AI workflows - Camunda: BPMN as a tool for creating & orchestrating AI workflows

This is a guest post for the Computer Weekly Developer Network written by Daniel Meyer in his capacity as CTO of Camunda.

Camunda is known for its open source platform that automates business processes by helping users model, execute and monitor them.

Meyer writes as follows…

The rise of agentic AI has amplified the need for organisations to manage their AI workflows effectively.

Agentic AI adds a layer of intelligent decision-making and autonomy, increasing the scope and efficiency of automated processes. In an ideal scenario, AI agents can make execution decisions within the context of pre-defined workflows. They also enrich process intelligence through AI-driven insights and automation.

Yet these benefits can only be fully realised when underpinned by strong process orchestration.

Without it, scaling AI investments and operationalising them across an organisation becomes difficult. Today, large organisations already manage an average of about 50 endpoints to execute tasks that are part of a process in their business.

This will only increase as AI adoption accelerates.

Process orchestration is key to managing this complexity by connecting and coordinating all the people, systems (including AI agents) and devices within a business process.

Visualising a chain of thought

Despite the hype, many people remain cautious about introducing AI agents into their organisation’s workflows. At a fundamental level, AI agents require three key core elements. 

  1. A clear purpose and set of rules to govern how they operate.
  2. A prompt to initiate action.
  3. Access to the right systems and tools to fulfil the request.

Many builders create AI agents as static, synchronous systems that function effectively as a ‘black box’. The drawback is that this approach offers little visibility into how agents perform, is difficult to scale, and can be hard to maintain. In the long run, it reduces AI workflow agility and weakens governance.

Understanding how an AI agent performed on a task means reviewing its reasoning process in the “best-case scenario”, as this typically shows which tools it chose to use and why. However, it could lead to you having to investigate the output logs of the various systems it may have triggered.

In practice, however, it’s impractical and time-consuming: the outputs are text files that must be interpreted, offering limited visibility into what actually happened. Worse still, there’s no guarantee the agent’s reasoning is fully accurate!

Enter BPMN…

This is why process orchestration and BPMN (Business Process Model and Notation) should be part of an organisation’s AI workflow strategy.

BPMN has been around since the early 2000s and is the standard way for building and visualising executable business processes. In the context of AI agents, a BPMN approach means applying that same structured, visual way of mapping workflows to AI logic. Instead of hard coding the tools or actions inside the agent, you model them as tasks or sequence of tasks within a process, that an agent can access and trigger as needed.

BPMN provides a visual and auditable orchestration layer that governs how and where AI agents operate within a process. It also ensures that AI-driven decisions remain transparent and controllable, helping teams blend traditional automation with AI in a governed, understandable way.

By applying a BPMN approach to agent design, organisations can separate agent logic from the tools it uses.

This greatly improves the maintainability of AI workflows. Process designers can add or remove tools without needing to rebuild or update the agent itself, while IT teams and developers can focus on configuring and integrating the right tooling. The result is far greater agility, allowing organisations to adapt their services and systems over time.

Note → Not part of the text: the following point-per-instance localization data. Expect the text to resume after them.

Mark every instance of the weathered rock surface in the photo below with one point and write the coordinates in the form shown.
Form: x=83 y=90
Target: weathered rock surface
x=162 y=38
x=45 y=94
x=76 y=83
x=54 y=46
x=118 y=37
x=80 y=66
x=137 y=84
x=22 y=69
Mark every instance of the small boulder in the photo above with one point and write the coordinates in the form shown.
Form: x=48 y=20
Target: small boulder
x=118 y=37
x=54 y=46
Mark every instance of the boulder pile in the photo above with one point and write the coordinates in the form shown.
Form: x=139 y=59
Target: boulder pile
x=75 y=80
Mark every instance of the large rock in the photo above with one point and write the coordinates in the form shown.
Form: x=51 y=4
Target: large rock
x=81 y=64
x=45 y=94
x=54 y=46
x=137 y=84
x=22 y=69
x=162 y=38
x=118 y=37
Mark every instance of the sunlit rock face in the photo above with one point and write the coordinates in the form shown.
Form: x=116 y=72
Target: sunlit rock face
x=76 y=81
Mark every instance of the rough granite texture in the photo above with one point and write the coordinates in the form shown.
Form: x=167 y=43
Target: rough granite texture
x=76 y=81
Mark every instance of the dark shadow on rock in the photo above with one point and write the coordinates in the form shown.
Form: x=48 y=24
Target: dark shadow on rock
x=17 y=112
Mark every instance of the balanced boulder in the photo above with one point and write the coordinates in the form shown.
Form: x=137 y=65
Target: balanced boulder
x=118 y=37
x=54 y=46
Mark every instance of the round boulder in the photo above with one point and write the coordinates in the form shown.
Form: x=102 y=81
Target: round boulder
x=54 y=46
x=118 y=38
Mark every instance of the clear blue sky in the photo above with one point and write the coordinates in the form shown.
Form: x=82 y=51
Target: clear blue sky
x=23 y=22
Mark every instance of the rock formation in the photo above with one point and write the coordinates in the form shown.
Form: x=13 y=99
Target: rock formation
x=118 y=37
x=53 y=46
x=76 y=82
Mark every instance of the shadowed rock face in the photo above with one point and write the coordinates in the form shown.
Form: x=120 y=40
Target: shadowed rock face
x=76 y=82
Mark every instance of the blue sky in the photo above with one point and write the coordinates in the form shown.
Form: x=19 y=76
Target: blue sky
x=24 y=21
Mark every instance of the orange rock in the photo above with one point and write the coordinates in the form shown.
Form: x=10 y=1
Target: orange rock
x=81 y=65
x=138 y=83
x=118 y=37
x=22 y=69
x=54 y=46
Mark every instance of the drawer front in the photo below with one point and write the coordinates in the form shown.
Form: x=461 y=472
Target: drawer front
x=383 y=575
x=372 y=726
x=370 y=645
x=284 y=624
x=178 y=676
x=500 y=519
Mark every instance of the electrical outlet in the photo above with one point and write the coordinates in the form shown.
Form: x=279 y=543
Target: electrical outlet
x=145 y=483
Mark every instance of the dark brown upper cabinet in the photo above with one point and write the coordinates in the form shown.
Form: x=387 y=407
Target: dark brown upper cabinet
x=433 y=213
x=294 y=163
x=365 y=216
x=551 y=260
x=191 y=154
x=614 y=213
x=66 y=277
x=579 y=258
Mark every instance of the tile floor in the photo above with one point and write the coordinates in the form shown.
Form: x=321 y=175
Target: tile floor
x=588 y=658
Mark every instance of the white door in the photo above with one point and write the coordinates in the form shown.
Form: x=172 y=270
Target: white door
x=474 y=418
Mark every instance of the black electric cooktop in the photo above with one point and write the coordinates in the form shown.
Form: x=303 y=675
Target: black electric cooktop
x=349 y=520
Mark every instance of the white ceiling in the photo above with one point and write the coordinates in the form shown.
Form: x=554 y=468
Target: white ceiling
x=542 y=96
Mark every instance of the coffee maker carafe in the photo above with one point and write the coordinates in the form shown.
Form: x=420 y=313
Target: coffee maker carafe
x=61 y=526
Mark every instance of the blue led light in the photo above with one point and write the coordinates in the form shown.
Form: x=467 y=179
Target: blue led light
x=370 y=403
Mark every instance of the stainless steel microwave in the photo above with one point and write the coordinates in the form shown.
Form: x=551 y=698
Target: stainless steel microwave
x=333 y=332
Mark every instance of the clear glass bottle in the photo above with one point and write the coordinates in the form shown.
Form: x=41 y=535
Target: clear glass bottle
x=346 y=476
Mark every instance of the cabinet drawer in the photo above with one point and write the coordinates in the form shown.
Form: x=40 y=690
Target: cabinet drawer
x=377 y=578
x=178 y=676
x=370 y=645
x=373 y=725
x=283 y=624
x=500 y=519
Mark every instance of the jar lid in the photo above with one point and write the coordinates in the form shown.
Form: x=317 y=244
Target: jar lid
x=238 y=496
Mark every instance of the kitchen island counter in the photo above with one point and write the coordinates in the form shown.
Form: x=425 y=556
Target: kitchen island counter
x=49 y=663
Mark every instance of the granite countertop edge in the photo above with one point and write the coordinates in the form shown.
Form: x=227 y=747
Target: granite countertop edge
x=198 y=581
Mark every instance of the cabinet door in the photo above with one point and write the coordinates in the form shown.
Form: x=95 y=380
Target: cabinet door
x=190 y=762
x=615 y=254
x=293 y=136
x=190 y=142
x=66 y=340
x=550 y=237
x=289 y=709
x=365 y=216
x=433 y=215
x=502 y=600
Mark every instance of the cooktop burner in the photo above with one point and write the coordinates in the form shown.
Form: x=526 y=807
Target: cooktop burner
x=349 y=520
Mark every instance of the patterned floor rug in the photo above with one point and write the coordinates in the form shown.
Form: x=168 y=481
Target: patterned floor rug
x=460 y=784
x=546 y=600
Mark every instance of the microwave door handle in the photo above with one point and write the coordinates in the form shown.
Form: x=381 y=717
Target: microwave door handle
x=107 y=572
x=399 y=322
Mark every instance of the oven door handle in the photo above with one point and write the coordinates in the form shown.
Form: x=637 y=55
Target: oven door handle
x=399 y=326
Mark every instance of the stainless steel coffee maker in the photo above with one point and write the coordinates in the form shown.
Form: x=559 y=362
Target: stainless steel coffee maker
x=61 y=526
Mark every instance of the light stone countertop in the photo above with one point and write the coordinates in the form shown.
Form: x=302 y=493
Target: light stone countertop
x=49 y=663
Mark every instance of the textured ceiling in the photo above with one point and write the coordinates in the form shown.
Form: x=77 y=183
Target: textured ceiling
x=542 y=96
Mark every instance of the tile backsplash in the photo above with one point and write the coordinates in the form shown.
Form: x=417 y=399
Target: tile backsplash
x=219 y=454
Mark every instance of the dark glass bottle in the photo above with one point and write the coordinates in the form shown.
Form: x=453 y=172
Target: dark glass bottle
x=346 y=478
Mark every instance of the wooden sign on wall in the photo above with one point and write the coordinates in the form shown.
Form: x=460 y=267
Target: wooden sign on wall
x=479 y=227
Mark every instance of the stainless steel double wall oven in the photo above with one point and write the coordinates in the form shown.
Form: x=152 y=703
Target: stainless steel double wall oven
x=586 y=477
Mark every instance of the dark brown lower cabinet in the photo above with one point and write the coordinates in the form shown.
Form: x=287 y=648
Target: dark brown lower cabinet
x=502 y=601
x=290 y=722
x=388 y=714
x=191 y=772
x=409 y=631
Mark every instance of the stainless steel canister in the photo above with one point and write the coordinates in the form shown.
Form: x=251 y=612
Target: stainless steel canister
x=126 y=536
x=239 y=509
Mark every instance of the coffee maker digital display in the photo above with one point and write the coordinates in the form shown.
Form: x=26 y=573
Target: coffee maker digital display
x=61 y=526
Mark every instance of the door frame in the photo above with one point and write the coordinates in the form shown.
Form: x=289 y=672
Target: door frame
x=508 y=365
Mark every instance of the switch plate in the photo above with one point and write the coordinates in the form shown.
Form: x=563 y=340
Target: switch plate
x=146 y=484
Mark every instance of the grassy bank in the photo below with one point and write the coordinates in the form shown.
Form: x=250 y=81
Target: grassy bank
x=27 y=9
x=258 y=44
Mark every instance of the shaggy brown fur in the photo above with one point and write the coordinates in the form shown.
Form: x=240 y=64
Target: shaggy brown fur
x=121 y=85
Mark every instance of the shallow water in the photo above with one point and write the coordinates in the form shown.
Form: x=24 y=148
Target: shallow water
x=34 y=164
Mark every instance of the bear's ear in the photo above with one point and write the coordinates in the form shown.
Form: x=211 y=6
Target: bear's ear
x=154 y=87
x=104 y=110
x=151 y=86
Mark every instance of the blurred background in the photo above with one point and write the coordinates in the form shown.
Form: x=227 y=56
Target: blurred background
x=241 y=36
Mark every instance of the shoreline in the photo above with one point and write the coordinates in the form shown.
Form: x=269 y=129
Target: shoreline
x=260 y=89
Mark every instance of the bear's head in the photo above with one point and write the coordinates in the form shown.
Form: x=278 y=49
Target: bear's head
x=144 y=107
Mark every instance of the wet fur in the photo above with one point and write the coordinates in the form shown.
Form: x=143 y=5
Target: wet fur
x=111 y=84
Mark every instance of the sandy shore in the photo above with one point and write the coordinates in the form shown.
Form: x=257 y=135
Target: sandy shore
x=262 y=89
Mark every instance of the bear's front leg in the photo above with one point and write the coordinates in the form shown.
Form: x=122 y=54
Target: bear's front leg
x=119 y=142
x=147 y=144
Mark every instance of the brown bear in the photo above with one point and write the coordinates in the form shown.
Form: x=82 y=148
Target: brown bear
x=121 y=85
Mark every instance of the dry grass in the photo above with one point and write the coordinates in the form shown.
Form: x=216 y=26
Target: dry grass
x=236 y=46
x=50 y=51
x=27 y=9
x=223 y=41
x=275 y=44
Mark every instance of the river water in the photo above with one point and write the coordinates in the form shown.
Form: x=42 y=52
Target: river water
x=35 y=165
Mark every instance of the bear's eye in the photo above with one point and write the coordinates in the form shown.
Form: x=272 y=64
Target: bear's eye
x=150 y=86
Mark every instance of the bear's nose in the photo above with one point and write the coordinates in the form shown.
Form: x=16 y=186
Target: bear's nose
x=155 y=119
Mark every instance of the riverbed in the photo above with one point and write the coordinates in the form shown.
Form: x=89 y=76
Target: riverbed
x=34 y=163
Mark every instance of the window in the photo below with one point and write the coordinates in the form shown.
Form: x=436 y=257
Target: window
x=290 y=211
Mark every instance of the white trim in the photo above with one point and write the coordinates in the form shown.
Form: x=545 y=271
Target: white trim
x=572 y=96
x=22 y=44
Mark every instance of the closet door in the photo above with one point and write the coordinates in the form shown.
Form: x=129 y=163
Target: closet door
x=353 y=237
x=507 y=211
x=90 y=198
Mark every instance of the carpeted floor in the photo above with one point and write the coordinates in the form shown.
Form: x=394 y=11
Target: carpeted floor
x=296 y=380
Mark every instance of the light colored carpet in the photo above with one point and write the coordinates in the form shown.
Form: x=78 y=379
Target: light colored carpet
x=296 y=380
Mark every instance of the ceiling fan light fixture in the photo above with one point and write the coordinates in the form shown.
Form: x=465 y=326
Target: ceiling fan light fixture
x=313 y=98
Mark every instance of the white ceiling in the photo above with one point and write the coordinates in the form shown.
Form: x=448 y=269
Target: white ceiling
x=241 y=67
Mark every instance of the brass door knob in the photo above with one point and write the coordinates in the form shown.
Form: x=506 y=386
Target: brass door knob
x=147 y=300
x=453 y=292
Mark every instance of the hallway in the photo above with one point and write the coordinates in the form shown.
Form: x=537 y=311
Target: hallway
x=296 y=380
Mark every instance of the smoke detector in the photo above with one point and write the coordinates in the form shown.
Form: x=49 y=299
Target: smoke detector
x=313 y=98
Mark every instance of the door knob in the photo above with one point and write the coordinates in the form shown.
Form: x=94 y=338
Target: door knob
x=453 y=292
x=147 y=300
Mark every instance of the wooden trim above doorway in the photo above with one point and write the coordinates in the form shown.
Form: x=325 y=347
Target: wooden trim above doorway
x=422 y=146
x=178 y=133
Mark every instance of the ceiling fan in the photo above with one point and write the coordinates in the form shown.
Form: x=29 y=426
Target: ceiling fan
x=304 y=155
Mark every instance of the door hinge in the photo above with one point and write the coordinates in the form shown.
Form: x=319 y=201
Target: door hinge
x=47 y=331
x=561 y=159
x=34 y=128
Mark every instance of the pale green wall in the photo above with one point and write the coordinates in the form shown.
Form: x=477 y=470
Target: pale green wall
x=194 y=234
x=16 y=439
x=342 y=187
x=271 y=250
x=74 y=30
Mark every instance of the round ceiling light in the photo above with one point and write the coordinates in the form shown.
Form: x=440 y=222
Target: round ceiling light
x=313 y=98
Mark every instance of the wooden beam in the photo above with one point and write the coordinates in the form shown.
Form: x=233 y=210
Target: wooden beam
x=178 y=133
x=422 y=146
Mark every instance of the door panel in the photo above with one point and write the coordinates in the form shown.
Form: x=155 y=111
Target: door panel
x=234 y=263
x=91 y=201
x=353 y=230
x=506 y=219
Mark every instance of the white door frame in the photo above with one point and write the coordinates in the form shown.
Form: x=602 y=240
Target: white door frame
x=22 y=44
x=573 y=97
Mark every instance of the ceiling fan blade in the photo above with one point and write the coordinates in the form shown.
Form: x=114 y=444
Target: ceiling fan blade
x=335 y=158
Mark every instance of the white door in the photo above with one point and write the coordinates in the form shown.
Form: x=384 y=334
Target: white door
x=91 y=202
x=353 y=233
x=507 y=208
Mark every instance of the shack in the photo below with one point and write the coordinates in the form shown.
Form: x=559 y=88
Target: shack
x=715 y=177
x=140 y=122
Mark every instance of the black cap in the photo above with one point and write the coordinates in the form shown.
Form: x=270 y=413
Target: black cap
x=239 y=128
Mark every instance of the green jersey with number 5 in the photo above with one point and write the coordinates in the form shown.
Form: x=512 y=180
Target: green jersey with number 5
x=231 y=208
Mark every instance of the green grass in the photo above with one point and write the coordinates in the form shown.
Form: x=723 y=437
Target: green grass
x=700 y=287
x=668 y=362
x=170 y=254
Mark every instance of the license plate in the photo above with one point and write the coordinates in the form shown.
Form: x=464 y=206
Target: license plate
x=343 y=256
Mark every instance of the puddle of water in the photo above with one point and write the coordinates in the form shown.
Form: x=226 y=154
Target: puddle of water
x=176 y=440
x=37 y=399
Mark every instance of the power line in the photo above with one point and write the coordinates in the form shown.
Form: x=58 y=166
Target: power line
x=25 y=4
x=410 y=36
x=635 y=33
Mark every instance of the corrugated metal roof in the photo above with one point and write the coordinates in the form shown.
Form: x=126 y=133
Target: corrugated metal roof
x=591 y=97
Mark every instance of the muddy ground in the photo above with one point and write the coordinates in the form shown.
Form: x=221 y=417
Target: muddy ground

For example, if a developer wants to test a new LLM, they no longer need to create a new agent from scratch. They can simply swap out the model and keep everything else intact.

AI workflows will only grow more complex as we move into an era of machine-to-machine communication. Initiatives like Anthropic’s Model Context Protocol (MCP) and Google’s Agent2Agent (A2A) are already working to standardise how agents interact across different platforms.

To keep pace with this shift towards more composable, cross-platform AI workflows, organisations cannot afford to ignore BPMN – it will be essential for maintaining agility and control.